I do not close myself off to the notion of reincarnation but what you stated in your post is why I don't believe in it at this time. I cannot reconcile my belief that Jesus did it all for us and that the mission has already been accomplished for us by Jesus who brought forgiveness into the world by taking upon himself all the sins or if you will, karma, of the world and making atonement for us. For me, there is no longer any karma for us to work out because of forgiveness that came into the world through Jesus in the form of grace, and not just grace, but Sanctifying Grace. The Grace that makes us inwardly holy and children of God. The world was in darkness and Jesus brought light into the world. Lumen Gentia. - Jesus is the Light of the World. Jesus did it all for us. Why would there be any need for us to reincarnate and work out our own karma when Jesus took it all onto himself and did it for us? In my mind I cannot reconcile forgiveness with reincarnation and the notion that we are in effect, our own saviors who have to work it all out ourselves. I do part ways in the notion that Jesus was the reincarnation of Adam or anyone else. Jesus was THE INCARNATION of God. The one only incarnation. Notice that is the Gospels there were many times when Jesus refused to answer a question posed to him. He simply ignored it knowing that the one who posed the question was not mentally ready for the truth and would not comprehend his answer. Jesus ignored the question posed to him as to whether or not he was the reincarnation of the highly esteemed Jewish prophet, Elijah. He did not deal with the notion of reincarnation at all. He did hint in many ways that he was The Incarnation though.

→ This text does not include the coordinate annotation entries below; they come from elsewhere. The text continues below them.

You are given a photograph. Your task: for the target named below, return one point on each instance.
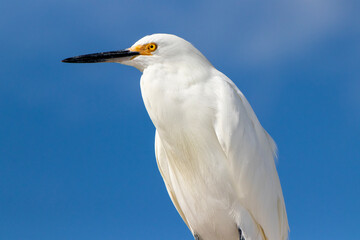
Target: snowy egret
(216, 159)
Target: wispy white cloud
(263, 32)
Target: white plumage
(216, 159)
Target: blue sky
(76, 145)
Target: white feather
(216, 160)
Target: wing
(162, 162)
(250, 155)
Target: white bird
(216, 160)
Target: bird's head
(149, 50)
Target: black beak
(101, 57)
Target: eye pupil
(152, 47)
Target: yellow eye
(152, 47)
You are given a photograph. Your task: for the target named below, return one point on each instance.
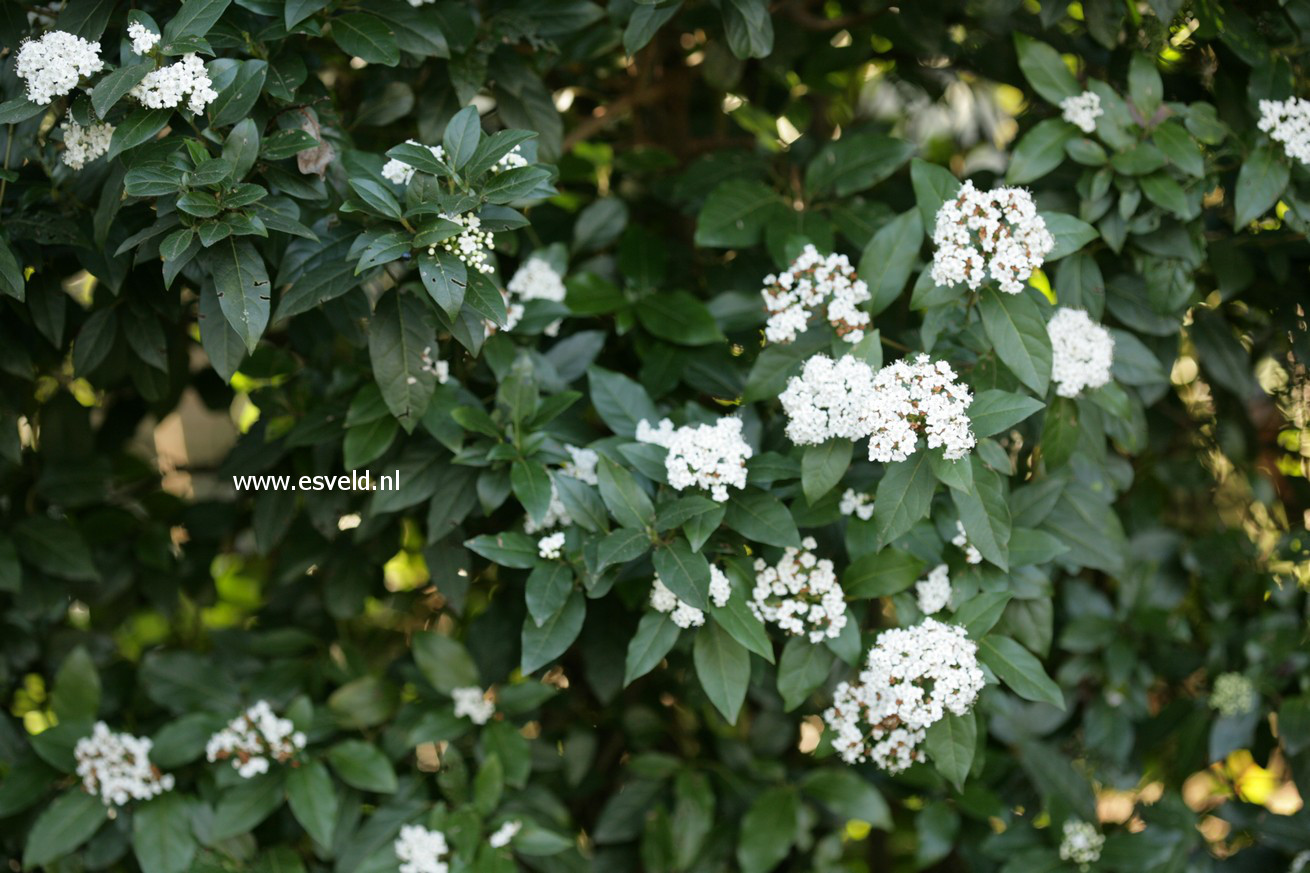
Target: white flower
(400, 172)
(828, 400)
(254, 739)
(857, 504)
(918, 397)
(435, 366)
(710, 456)
(552, 547)
(117, 767)
(1081, 351)
(1233, 695)
(962, 540)
(1081, 843)
(419, 850)
(1288, 122)
(683, 614)
(912, 678)
(721, 590)
(143, 38)
(815, 285)
(84, 144)
(54, 64)
(1082, 110)
(934, 593)
(472, 704)
(470, 243)
(505, 834)
(164, 88)
(801, 594)
(981, 232)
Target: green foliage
(294, 281)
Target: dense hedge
(1115, 675)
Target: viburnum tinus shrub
(820, 437)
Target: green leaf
(890, 257)
(620, 401)
(1018, 332)
(461, 136)
(801, 670)
(444, 662)
(1259, 185)
(768, 830)
(654, 639)
(880, 574)
(624, 497)
(903, 497)
(723, 667)
(1044, 70)
(115, 85)
(848, 795)
(366, 37)
(748, 26)
(363, 766)
(542, 644)
(244, 806)
(677, 317)
(313, 801)
(398, 333)
(950, 743)
(194, 19)
(761, 517)
(549, 586)
(684, 572)
(1039, 151)
(68, 822)
(1019, 669)
(823, 465)
(161, 834)
(996, 410)
(734, 215)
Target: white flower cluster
(683, 614)
(918, 397)
(1233, 695)
(934, 593)
(84, 144)
(962, 542)
(550, 547)
(164, 88)
(857, 504)
(710, 456)
(419, 850)
(1288, 122)
(912, 678)
(472, 703)
(536, 279)
(400, 172)
(143, 38)
(794, 296)
(1081, 351)
(1081, 843)
(828, 400)
(54, 64)
(503, 834)
(470, 244)
(981, 232)
(253, 739)
(435, 366)
(1082, 110)
(117, 767)
(801, 594)
(583, 468)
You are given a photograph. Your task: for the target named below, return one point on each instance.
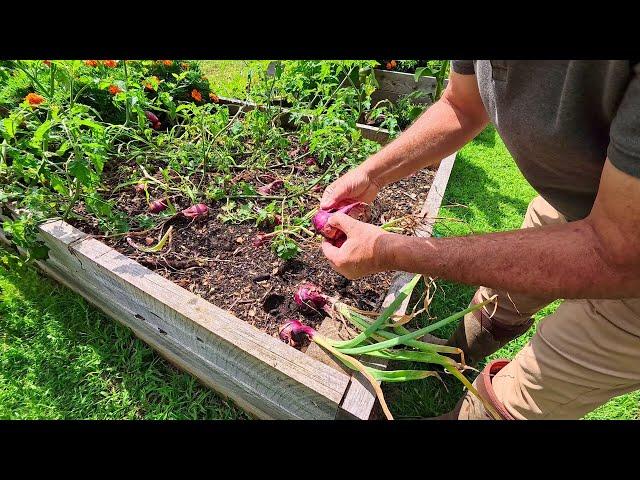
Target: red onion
(358, 210)
(269, 188)
(294, 333)
(196, 211)
(158, 205)
(309, 295)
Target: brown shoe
(478, 335)
(471, 407)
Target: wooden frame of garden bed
(262, 375)
(393, 85)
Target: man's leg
(584, 354)
(480, 334)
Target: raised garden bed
(394, 84)
(370, 132)
(207, 291)
(264, 376)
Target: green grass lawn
(486, 193)
(62, 358)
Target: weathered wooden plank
(262, 374)
(394, 85)
(431, 207)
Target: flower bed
(182, 202)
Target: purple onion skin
(294, 333)
(157, 206)
(196, 211)
(260, 239)
(308, 295)
(358, 210)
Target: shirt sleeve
(624, 135)
(463, 67)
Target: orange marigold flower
(34, 99)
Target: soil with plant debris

How do you reconcile the belief in forgiveness and what you stated here regarding Jesus with your belief in reincarnation and the working out of our own karma and past lives, HSC? I ask only because I am curious and because I do have a friend who is Christian who seems to be able to reconcile the two thoughts. I know her explanations and logically, they didn't convince me. So I am also curious to hear yours. It may convince me. Who knows?

Loved your post, HSC. Loved the thoughts contained in it.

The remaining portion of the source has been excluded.